Bill Ming, journeys of change

Da Tattoo Three – Bill MIng 2007

Different doors

Bill Ming is from Bermuda, that lovely group of islands in the North Atlantic that have been a staging post between Europe and America since the 16th century. As a young man, he was a cook on the liners that ferried people between the US, England and the Caribbean, crossing routes that once carried sugar and slaves. In those days, like all black people, he could only enter City Hall in Hamilton through the back door.

Later he came to England to study art, establishing himself as a sculptor, artist and teacher. Solo shows in London, Birmingham and other cities followed, and a year as Henry Moore Fellow in Liverpool where his work connected again with those tender memories of trade and ships.

And in 2006 there was a solo exhibition at Bermuda National Gallery, in the City Hall Arts Centre, and a Lifetime Achievement Award made by the Bermuda Arts Council. Time to go in through the front door.

No. 9 Shed – Bill MIng

Journeys and transitions

The sea and the journeys people make across it are constants in Bill’s sculpture, paintings and collage. Sometimes the results are satirical, even humorous – sailors trying to keep afloat in the flooded shell of their beached ship, a captain scanning the horizon, patiently observed by the vulture on his cap, itself unaware of the bird shit on its own back.

More often, there’s a darker tone, recalling the threats, hopes and anxieties induced by journeys, those forcibly carried between continents and the drowned. Past and future, memory and dream, are in suspension. Every arrival is another departure.

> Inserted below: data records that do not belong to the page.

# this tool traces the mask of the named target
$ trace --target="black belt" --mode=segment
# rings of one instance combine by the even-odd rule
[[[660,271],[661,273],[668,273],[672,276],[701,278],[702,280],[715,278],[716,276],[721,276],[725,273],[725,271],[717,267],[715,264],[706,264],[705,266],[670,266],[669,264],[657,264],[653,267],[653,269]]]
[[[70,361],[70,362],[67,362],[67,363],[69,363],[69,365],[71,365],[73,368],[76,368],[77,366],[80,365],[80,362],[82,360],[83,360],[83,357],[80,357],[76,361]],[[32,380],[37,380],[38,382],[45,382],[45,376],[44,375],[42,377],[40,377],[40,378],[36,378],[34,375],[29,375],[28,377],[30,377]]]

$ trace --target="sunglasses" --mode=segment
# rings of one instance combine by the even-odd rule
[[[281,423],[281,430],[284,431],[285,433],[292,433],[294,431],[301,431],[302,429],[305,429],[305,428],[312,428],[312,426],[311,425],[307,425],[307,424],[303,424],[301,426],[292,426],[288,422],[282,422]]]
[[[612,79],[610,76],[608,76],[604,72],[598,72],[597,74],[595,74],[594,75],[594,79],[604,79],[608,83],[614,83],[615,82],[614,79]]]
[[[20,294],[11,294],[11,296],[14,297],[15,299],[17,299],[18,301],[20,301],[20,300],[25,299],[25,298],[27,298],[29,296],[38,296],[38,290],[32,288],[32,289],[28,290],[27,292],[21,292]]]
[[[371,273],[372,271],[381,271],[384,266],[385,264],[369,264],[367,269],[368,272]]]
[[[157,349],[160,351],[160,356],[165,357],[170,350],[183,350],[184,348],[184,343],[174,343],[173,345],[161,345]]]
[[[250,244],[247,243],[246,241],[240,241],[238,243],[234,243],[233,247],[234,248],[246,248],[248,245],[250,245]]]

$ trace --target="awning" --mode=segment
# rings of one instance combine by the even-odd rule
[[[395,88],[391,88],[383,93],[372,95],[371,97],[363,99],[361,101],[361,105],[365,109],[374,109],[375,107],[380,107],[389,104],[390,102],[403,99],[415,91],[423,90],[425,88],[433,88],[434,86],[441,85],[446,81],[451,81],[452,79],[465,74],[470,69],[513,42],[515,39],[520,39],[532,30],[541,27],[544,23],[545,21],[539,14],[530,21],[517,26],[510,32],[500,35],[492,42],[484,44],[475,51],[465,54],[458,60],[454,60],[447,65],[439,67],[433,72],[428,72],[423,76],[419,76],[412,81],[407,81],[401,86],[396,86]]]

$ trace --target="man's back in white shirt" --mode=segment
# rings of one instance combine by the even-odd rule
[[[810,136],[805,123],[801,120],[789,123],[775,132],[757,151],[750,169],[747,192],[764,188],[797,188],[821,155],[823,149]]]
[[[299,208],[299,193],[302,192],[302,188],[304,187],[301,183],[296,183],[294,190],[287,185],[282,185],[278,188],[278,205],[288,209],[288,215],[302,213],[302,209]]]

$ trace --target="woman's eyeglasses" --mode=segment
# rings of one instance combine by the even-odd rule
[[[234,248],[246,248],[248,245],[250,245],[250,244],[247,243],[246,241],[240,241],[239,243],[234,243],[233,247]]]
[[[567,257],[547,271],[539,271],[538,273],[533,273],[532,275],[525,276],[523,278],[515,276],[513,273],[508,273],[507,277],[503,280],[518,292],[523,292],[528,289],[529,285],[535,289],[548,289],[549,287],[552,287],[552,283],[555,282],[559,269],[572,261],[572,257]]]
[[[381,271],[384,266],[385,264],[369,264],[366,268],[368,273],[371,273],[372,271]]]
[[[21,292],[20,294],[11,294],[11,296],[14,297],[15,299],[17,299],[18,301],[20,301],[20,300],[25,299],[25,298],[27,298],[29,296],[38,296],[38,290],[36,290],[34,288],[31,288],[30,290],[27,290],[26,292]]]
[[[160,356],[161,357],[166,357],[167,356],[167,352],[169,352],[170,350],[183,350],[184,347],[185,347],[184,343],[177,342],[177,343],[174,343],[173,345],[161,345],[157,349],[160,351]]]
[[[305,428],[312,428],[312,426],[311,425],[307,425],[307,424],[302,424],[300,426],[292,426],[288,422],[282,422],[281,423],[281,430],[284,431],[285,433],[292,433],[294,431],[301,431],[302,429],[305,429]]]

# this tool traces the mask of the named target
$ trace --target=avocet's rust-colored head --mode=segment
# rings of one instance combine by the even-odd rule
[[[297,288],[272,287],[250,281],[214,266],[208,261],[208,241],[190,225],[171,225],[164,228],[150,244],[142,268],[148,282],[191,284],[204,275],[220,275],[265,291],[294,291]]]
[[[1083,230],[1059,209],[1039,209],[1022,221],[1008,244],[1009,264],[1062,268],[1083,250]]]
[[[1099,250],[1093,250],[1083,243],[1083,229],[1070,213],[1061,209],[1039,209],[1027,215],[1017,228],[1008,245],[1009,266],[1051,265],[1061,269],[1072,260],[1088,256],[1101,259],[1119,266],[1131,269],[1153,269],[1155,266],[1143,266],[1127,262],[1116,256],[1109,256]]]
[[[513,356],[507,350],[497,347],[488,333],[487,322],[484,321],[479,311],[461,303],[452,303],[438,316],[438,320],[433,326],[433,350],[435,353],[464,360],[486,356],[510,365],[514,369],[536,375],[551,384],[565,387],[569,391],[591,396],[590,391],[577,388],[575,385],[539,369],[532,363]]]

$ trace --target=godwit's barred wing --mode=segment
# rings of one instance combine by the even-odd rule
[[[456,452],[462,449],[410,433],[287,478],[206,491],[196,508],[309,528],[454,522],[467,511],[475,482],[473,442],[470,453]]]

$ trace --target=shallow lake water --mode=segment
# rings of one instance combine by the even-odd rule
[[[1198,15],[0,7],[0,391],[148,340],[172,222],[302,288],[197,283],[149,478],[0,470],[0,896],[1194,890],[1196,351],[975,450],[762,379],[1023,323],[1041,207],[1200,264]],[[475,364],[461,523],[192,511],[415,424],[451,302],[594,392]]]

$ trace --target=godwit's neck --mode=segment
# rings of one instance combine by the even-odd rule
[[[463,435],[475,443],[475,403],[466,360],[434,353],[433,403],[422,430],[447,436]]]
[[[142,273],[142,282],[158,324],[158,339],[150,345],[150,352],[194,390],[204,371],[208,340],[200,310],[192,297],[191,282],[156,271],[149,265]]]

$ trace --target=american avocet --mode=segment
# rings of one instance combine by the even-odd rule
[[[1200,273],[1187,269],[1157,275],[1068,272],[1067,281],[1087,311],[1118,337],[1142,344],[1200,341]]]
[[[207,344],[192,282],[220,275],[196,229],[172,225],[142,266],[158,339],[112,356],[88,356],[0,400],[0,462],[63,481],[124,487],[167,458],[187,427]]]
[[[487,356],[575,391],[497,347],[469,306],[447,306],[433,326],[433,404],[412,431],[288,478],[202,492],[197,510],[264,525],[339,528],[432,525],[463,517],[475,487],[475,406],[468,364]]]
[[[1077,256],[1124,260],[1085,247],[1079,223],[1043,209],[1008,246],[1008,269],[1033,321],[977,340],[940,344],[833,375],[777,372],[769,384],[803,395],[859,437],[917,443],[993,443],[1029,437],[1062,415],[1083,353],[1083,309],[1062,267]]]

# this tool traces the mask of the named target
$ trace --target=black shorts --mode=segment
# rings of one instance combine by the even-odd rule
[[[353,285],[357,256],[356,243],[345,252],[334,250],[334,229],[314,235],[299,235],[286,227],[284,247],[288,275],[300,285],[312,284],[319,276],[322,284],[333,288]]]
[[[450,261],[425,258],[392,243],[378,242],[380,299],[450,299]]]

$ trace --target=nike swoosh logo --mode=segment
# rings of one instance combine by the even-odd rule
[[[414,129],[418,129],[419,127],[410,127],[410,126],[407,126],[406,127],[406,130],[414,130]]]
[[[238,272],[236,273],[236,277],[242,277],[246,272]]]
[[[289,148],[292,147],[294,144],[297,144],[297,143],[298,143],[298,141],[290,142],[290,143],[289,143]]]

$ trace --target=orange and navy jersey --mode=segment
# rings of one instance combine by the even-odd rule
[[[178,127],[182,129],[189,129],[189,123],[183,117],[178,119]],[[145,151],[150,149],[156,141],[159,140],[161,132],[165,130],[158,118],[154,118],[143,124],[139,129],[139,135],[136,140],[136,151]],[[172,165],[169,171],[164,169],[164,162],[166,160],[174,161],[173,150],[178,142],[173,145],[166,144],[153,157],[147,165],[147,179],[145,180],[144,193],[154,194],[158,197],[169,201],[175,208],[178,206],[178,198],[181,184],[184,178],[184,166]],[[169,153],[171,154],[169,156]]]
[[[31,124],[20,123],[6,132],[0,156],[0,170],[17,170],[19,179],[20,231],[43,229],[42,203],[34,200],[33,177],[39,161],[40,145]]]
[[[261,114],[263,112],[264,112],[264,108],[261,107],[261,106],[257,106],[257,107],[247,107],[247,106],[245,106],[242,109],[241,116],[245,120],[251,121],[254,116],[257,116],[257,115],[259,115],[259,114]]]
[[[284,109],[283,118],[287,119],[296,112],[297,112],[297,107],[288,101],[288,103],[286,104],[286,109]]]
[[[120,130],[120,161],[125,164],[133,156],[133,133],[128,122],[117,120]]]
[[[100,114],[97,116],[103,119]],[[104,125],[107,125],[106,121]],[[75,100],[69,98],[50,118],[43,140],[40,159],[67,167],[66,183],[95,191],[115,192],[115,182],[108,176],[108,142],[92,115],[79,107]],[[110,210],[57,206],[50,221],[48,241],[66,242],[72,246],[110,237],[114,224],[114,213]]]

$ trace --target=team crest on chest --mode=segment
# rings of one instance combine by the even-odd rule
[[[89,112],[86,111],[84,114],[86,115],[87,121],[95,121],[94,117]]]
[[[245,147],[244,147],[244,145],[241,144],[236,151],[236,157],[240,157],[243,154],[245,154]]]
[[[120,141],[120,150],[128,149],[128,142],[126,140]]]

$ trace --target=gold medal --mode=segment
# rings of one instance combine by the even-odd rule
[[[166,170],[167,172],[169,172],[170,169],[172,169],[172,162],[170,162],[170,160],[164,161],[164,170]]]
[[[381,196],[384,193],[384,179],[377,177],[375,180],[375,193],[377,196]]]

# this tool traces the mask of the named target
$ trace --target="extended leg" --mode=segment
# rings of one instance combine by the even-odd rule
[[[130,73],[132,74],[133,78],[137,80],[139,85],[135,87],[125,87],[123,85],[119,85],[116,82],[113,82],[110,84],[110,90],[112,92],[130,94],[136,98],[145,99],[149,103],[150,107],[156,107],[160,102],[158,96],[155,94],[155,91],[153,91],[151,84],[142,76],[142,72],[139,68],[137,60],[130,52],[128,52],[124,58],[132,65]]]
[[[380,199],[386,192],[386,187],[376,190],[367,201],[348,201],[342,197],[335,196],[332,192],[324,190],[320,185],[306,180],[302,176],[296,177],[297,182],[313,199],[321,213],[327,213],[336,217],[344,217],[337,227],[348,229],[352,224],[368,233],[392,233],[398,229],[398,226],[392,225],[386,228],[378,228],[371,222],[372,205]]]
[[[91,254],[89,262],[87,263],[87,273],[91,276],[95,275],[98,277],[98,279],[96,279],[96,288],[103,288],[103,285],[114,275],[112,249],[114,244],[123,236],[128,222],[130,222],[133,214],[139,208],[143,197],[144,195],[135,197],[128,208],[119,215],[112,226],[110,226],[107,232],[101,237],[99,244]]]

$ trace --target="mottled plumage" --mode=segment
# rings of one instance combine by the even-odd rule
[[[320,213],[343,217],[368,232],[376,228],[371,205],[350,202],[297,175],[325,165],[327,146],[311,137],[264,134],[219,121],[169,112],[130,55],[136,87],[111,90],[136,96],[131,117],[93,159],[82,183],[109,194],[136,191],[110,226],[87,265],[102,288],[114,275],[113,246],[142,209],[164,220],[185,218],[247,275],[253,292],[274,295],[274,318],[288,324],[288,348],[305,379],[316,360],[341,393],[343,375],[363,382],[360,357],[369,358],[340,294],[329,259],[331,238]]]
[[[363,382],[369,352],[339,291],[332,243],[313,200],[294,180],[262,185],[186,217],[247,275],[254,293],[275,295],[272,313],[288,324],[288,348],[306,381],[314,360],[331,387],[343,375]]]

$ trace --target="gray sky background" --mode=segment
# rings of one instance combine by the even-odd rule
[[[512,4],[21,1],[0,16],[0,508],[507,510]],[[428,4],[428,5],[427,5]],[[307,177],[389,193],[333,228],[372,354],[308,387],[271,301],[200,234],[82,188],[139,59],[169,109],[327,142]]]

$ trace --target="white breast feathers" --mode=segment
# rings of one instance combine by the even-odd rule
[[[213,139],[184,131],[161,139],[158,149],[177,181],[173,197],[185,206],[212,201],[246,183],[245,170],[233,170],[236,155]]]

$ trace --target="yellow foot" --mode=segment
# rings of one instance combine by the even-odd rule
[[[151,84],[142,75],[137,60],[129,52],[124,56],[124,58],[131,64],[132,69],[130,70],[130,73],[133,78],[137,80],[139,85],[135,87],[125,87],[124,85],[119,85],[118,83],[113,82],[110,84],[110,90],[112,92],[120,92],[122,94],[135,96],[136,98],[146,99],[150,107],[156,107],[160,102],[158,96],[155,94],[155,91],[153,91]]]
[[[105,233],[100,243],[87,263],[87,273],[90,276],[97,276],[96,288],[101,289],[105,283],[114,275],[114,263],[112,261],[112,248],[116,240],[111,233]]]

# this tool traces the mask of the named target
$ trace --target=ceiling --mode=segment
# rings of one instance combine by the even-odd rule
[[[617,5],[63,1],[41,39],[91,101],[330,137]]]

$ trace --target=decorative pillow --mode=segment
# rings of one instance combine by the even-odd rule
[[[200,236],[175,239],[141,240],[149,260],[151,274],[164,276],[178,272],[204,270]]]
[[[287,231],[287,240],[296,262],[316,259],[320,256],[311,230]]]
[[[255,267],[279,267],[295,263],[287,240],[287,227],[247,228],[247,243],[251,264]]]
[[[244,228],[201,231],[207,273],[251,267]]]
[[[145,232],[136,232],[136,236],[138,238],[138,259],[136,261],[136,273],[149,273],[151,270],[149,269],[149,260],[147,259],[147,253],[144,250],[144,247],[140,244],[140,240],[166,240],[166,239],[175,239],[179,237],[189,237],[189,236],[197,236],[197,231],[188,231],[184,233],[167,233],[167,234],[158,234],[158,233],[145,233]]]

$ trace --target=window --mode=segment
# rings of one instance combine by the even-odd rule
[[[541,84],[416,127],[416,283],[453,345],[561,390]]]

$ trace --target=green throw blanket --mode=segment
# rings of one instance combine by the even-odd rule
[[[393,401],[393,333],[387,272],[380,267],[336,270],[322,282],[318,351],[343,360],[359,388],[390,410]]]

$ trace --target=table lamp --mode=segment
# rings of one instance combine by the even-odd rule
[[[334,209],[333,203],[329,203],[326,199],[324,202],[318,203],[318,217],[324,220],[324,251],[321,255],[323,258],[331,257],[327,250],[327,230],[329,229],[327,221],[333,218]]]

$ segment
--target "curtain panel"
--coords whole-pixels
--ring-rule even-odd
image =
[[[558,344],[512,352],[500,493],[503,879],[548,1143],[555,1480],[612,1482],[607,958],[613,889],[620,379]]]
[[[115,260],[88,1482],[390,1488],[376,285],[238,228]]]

People travel burdened – or buoyed – by objects and memories they feel they must take. Cords bind and restrict. Windows frame past and future uncertainly. The shell, the bow, and the torch: all take on new meanings in the journey and acquire new ones on arrival.

Stories do not stay the same. Memories do not stay the same. People do not stay the same. Each one changes and is changed by the other.

Bread and salt

Bill has been a close friend for 30 years and I am thrilled he’s working with me on Bread and Salt. Inviting image and text to approach experience – and each other – through their own ways of knowing is integral to Regular Marvels. Art and words are not the same together, when they meet.

Where we Dream took one approach to that idea. Bread and Salt takes another. The journey is reaching its destination. There’s land on the horizon, though I can’t tell what it is yet. Wherever we set foot will not be what we anticipated all those months ago.